A modification to the mechanism suggested in previous work to improve information retrieval performance via relevance feedback is presented in this paper. In this case, the authors consider pseudo-relevance feedback (PRF), which takes the top P documents retrieved in response to a query and assumes those are relevant, so that K new terms in those documents can be added to the original query. The authors note that this is a form of unsupervised learning. The authors also consider flexible PRF, where the parameters can be optimized for each search.
The real contribution of this paper is that the authors have extended this methodology by using selective sampling, so some of the top documents can be skipped, which is related to document clustering. The authors add the notion of memory resetting, which involves taking a few documents, discarding the next few, taking the next few, and so on, based on the number of search terms in the document at each rank.

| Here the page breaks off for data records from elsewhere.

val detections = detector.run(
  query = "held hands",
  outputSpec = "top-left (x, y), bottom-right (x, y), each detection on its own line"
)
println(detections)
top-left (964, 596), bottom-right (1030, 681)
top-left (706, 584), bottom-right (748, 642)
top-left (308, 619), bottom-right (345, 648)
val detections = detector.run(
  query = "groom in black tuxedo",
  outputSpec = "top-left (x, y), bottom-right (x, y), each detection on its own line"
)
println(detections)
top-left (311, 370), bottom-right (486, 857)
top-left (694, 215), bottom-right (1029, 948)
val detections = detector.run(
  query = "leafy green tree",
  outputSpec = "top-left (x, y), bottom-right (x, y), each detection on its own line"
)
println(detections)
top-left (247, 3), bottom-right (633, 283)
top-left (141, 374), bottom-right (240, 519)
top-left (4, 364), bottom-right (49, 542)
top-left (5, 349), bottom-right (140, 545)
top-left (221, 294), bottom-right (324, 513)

The algorithm is tested on standard Japanese and Japanese/English test collections used in cross-language retrieval work. The authors use their previously presented bi-directional retriever/information distiller for Japanese and English (BRIDJE) system, and measure effectiveness via mean average precision for documents deemed highly relevant, relevant, or partially relevant. They are interested in seeing when improvement is reached over all topics. They find that PRF is an improvement, but that their algorithm does not always provide the best improvement. Analysis of some of the subtopics, however, shows that their new algorithm can be promising.